Tipeando números en el computador. Ordenando papeles.
Burocratizando por ahí.

Ambos, que no se piensan ni se extrañan (Ni tampoco se despiden)
Quizás ni siquiera se conozcan (Probablemente no se conozcan)
Y sin embargo, el abismo imaginario que separándolos fuera, ahora Es.
Palpable.
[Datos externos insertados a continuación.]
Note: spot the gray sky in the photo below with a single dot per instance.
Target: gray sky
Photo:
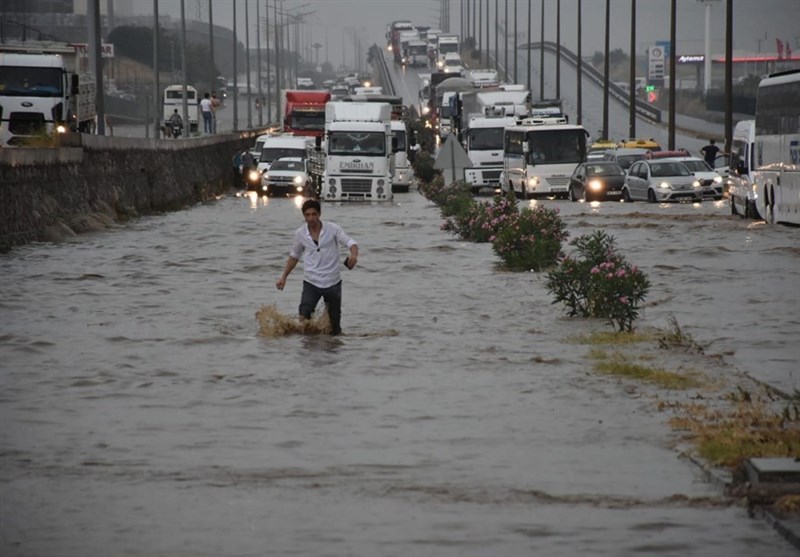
(335, 23)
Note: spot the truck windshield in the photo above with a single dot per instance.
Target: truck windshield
(16, 81)
(308, 120)
(556, 146)
(357, 143)
(485, 139)
(269, 154)
(401, 141)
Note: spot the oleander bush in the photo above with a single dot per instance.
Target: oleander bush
(597, 281)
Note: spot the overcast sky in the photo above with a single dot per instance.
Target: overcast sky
(334, 23)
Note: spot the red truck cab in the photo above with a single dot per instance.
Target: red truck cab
(304, 112)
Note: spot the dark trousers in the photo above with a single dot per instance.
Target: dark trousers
(333, 299)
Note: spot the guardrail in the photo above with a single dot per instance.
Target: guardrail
(383, 69)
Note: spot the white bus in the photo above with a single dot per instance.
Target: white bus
(173, 98)
(540, 156)
(776, 179)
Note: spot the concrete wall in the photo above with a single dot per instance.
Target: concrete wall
(92, 182)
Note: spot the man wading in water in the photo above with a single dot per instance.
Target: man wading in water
(318, 243)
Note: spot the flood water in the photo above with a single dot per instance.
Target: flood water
(142, 413)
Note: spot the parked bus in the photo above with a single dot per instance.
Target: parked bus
(173, 98)
(540, 156)
(777, 176)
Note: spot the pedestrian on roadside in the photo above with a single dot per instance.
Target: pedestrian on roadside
(710, 152)
(208, 113)
(318, 243)
(215, 104)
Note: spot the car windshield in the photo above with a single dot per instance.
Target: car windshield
(604, 170)
(287, 165)
(625, 161)
(697, 166)
(669, 169)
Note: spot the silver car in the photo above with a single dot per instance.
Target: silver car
(661, 180)
(287, 176)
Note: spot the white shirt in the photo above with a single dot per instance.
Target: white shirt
(321, 262)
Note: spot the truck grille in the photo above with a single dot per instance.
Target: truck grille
(25, 123)
(356, 185)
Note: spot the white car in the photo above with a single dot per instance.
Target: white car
(709, 178)
(287, 176)
(451, 63)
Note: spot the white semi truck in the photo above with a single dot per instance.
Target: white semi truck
(353, 161)
(41, 93)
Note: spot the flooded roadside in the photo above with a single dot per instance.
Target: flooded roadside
(142, 411)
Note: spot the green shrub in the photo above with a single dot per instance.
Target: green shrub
(599, 282)
(531, 239)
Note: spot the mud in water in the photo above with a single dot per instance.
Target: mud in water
(159, 396)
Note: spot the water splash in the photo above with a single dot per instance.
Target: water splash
(273, 323)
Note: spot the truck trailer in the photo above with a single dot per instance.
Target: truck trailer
(42, 93)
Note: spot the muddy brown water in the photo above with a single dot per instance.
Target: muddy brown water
(144, 411)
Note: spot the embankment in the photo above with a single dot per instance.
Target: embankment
(92, 182)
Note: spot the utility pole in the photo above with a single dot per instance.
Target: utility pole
(187, 127)
(156, 84)
(632, 76)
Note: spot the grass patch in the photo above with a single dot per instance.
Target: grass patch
(747, 429)
(619, 366)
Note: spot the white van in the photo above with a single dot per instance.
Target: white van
(739, 179)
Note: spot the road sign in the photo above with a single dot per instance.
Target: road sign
(655, 58)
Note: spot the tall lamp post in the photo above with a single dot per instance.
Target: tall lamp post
(707, 54)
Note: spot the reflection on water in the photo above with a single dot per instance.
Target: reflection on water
(146, 410)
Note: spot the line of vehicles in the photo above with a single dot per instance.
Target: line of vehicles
(529, 147)
(351, 146)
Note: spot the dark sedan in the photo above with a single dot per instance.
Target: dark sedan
(596, 181)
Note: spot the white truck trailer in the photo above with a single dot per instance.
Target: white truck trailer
(353, 162)
(41, 93)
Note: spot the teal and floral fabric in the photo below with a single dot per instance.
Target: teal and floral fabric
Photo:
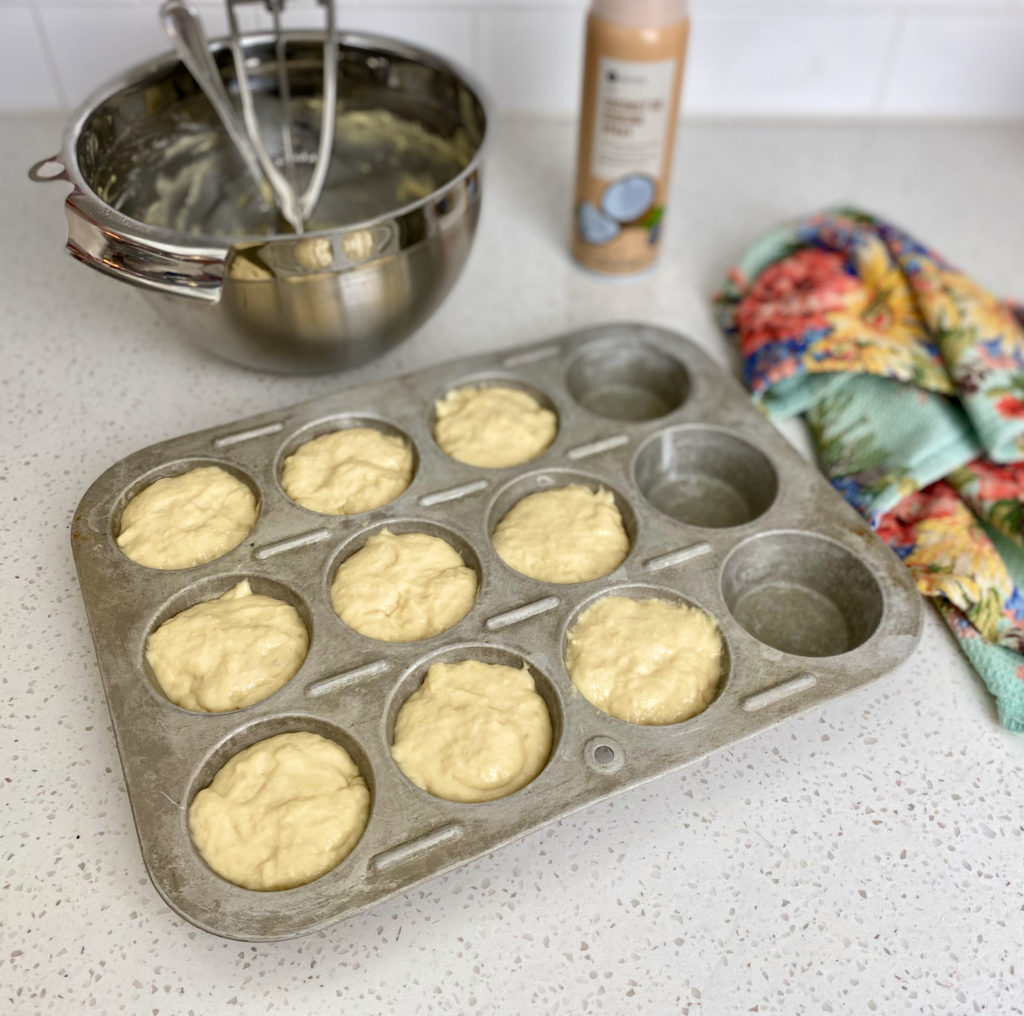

Real.

Y mientras tanto, La Ciudad que se desdibuja.
Deslineándose, desalturizandose, desprotagonizándose.
Y que siéndose dejada atrás,
Desaparece.

miércoles, 7 de enero de 2009

Saudade.

Es lo que lo impulsa a idealizar todo aquello que deja atrás desde el preciso instante en que se enciende el motor y el colectivo comienza a devorar kilómetros a toda velocidad.

Son sus ojos llenos de lágrimas cada vez que algún amigo decide ir a visitarlo.

Y la razón por la que un simple kilo de yerba lo hace tanto más feliz que cualquier otro regalo que pudieran obsequiarle.

Es también el motivo por el que todas las noches, antes de ir a dormir, se queda tirado en la cama mirando viejos álbumes de fotografías, enseñándole a su pequeña garota los nombres de todos aquellos rostros desconocidos por ella, sus familiares.

Es lo que lo hace romper en llanto cuando finalmente, luego de siete años de distanciamiento, ve a su hermano cruzar el umbral de su casa, trayendo a cuestas el aroma a su ciudad, y aquel abrazo que tanto anda necesitando.



Es eso que esta ahí, siempre a la guardia, negándole el paso al olvido.